A way to improve Decision Tree

pahulpreet_singh · March 30, 2020, 5:25pm

I used decision tree regression for this challenge, and in a decision tree, the number of nodes decide how overfitting or undercutting the model is. And I wanted to chose a number of nodes in which the number of nodes is minimum, so I plotted the error vs the number of nodes using matplotlib:

I followed Mean Absolute Error to chose the number of nodes because it was the judging criteria as well (but the saturation more or less happens in Root Mean Square error around the same point) (P.S. I feel the secondary score might actually be RMS error)

It was my first time with anything to do with Machine Learning, so please correct me if I’ve used any wrong terminology, etc. Also please suggest if you have ways in which I can improve my model, would love to learn.

pahulpreet_singh · March 30, 2020, 5:28pm

By the way, this is what I actually plotted:

Screen Shot 2020-03-30 at 9.48.48 PM

I used 1000-10000 range initially because with 80 features, thousands of branchings in a Decision Tree are expected. The get_error() function is simply returning me the mean absolute error and the root mean squared error.

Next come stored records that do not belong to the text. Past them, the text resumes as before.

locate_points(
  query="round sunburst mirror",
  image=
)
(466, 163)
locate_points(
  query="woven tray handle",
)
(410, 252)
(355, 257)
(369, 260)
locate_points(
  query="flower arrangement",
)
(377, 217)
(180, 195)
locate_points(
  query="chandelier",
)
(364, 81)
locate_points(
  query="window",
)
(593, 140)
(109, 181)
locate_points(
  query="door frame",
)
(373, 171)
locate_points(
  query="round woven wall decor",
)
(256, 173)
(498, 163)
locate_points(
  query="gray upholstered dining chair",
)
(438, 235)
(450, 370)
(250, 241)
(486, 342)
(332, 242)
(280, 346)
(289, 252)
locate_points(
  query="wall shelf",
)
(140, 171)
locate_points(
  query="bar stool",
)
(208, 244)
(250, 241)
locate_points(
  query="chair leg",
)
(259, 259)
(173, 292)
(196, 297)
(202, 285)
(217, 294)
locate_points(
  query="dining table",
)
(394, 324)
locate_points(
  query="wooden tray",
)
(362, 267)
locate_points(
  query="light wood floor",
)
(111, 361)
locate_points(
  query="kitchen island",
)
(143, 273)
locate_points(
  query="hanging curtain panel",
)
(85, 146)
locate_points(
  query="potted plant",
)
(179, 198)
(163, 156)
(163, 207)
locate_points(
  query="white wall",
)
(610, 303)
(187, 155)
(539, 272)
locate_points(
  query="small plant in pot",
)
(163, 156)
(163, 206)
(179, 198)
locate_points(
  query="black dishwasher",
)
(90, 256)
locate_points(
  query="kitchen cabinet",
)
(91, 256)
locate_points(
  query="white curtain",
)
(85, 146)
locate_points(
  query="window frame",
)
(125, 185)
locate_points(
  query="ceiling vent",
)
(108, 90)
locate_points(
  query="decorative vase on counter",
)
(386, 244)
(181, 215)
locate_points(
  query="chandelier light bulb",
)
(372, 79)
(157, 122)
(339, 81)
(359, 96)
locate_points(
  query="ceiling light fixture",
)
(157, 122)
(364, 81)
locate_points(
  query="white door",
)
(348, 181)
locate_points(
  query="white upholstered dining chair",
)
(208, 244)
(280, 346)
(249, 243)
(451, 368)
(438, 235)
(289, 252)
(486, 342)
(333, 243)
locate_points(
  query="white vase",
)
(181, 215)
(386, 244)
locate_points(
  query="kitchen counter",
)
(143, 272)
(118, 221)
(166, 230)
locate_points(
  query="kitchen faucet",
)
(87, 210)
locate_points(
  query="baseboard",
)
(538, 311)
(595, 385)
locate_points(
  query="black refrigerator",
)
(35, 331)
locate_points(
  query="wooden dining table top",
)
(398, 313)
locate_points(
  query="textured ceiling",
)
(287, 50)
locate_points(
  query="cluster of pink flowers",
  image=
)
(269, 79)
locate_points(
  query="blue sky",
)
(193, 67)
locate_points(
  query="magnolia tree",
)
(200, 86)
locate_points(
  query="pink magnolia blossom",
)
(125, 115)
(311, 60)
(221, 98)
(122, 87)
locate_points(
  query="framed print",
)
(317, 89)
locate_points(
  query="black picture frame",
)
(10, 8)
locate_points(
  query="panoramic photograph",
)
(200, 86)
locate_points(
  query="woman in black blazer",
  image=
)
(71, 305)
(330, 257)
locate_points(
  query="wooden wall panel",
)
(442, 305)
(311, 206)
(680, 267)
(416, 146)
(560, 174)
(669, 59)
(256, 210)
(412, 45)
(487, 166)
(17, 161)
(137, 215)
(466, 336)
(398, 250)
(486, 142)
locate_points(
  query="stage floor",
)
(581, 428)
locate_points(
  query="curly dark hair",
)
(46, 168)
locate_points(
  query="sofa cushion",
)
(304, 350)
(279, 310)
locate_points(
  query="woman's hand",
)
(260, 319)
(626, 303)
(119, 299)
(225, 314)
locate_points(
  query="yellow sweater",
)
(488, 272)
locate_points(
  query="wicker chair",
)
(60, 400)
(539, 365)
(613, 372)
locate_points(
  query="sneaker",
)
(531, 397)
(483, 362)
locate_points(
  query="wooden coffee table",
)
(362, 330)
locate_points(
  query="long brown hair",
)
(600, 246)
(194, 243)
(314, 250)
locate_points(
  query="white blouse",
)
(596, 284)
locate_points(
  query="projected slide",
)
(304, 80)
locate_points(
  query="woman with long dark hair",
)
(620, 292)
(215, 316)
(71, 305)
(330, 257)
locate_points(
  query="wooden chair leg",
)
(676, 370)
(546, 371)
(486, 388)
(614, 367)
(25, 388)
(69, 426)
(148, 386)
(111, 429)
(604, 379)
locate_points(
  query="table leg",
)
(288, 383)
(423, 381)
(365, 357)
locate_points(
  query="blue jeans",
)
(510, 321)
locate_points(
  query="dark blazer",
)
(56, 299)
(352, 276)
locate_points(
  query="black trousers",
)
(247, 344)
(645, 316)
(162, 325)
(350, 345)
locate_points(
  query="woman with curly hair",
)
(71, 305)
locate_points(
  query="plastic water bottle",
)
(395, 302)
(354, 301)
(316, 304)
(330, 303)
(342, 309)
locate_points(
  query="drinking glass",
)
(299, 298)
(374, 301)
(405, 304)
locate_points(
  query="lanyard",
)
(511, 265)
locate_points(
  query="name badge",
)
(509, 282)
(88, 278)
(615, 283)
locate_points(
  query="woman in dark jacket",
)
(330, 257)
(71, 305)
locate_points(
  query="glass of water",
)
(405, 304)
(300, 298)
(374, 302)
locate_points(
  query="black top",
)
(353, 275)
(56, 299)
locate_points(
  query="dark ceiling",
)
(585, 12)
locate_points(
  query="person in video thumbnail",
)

Now I changed my range of ‘n’ multiple times to get different graphs, and then I chose the one I thought was the best. (After a point there is not much change in the error, you can say it nearly saturates). I followed Mean Absolute Error to chose the number of nodes because it was the judging criteria as well (but the saturation more or less happens in Root Mean Square error around the same point) (P.S. I feel the secondary score might actually be RMS error)

darthgera123 · March 31, 2020, 6:44pm

Hi
Yes secondary score for the challenge is Root Mean Square error.

elonjigar · June 8, 2021, 6:14am

The RMSE is an indication of the noise levels in the scale of standard deviations. When we fit linear regression model and if in case we need to use dummy variable for observed but unpredictable spike( this is know as episodic events) then there could be possibility that model is over fit in forecast periods. It means that instead of switching off episodic events, our model also captured the error terms ( this is the one of the difficult task to differentiate random error and episodic events). So in forecast, if we want to check the accuracy of the model and avoid over fit and any episodic event in future; we can square root the MSE value and due to square root, model avoids outliers (robust against extreme values) in the forecast period. As we cannot model spike in the forecast period.